Plaintiffs in Utah Gay Marriage Case Ask for SCOTUS Review

Bobby McGuire READ TIME: 2 MIN.

Attorneys for three Utah gay and lesbian couples formally asked the U.S. Supreme Court on Thursday to take Utah's appeal of a favorable same-sex marriage ruling, following through on what they said they would do earlier this month.

The plaintiffs say they are taking this somewhat unusual step of asking for a review even though they won at the federal appellate court level because they want the Supreme Court to weigh in on whether state same-sex marriage bans violate the Constitution.

"Lower courts around the country have correctly recognized that state laws prohibiting same-sex couples from marrying violate the Constitution," the plaintiffs' attorneys wrote. "Yet because these rulings do not apply nationwide, same-sex couples continue to experience great uncertainty and serious harm."

The National Center for Lesbian Rights, based in San Francisco, is representing the couples alongside private attorneys in Utah.
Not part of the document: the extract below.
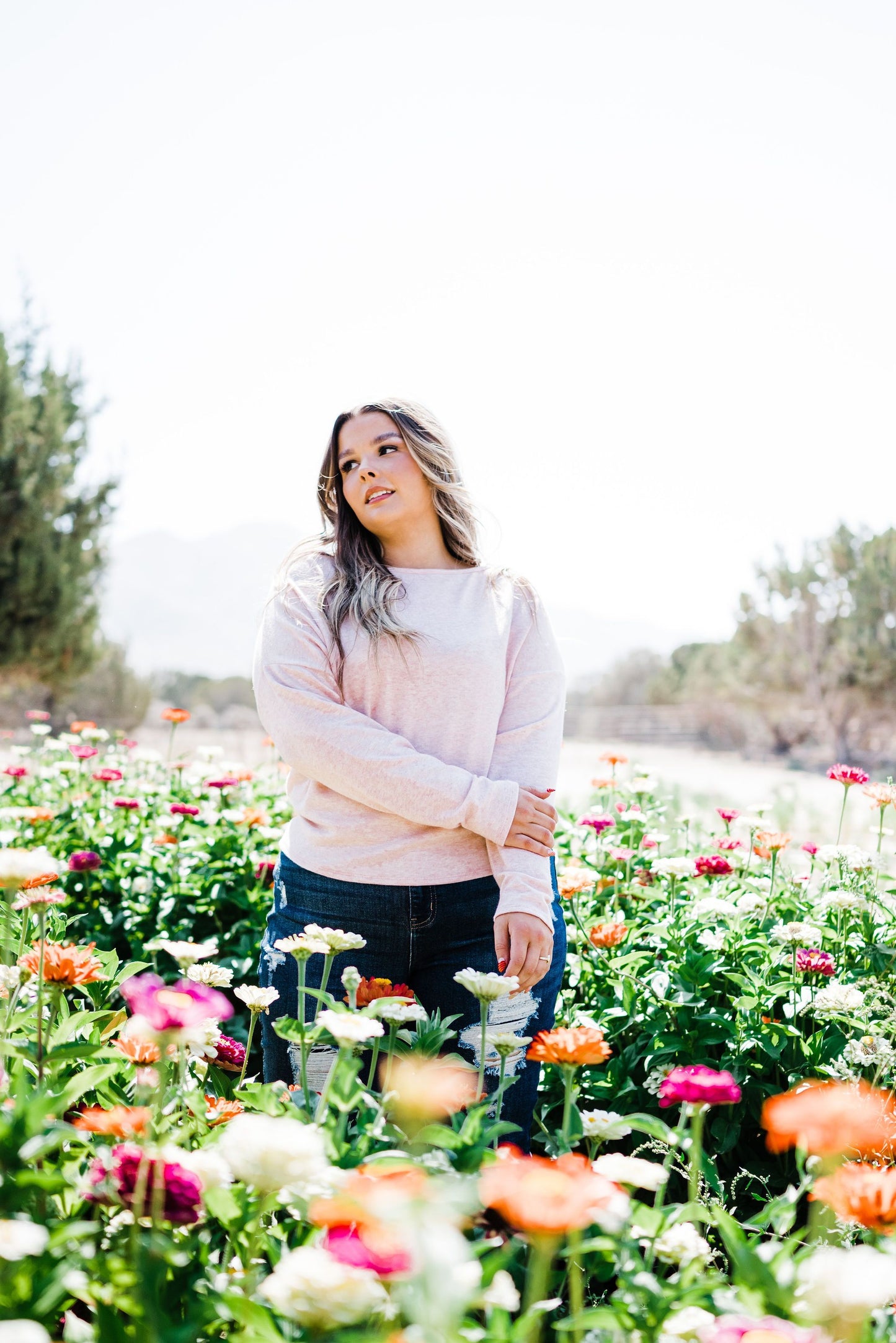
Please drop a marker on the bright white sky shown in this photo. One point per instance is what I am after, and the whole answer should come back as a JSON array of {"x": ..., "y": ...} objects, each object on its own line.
[{"x": 637, "y": 257}]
Utah state officials filed their request for the justices to hear an appeal of a June ruling from the Denver-based 10th U.S. Circuit Court of Appeals, which found states cannot deprive gay and lesbian couples of the right to marry. The state argued that a review by the high court is necessary for an issue that has been "percolating" for four decades, with current court rulings across the country causing legal chaos.
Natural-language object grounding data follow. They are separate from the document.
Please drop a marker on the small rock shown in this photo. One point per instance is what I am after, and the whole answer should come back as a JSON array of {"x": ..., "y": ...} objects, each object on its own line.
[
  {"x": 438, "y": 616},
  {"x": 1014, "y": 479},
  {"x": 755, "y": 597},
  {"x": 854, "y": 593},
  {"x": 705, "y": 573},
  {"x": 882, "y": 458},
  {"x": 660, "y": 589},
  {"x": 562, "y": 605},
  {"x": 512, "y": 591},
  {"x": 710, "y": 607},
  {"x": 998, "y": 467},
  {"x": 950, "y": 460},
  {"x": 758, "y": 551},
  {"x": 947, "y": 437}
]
Virginia and Oklahoma have also asked the Supreme Court to hear appeals of rulings by appeals courts on gay marriage bans in their states.

The high court is under no obligation to take Utah's case or the others. Legal scholars say the justices may wait for more rulings from other appellate courts with gay marriage cases pending.

Appeals-court rulings are pending for Kentucky, Michigan, Ohio and Tennessee, while appellate-court hearings are scheduled next month for Hawaii, Oregon, Idaho and Nevada. An appellate-court hearing is expected soon in Texas.

Gay marriage is legal in 19 states as well as the District of Columbia, and advocates have won more than 20 court victories around the country since the U.S. Supreme Court ordered the federal government to recognize state-sanctioned gay marriages last year.

Attorneys for Utah's gay couples argue in the 34-page filing that Utah is the ideal case to take because the state's ban is similar to those in many other states and because Utah state officials have "forcefully defended" the ban and "bring concrete adverseness to this suit.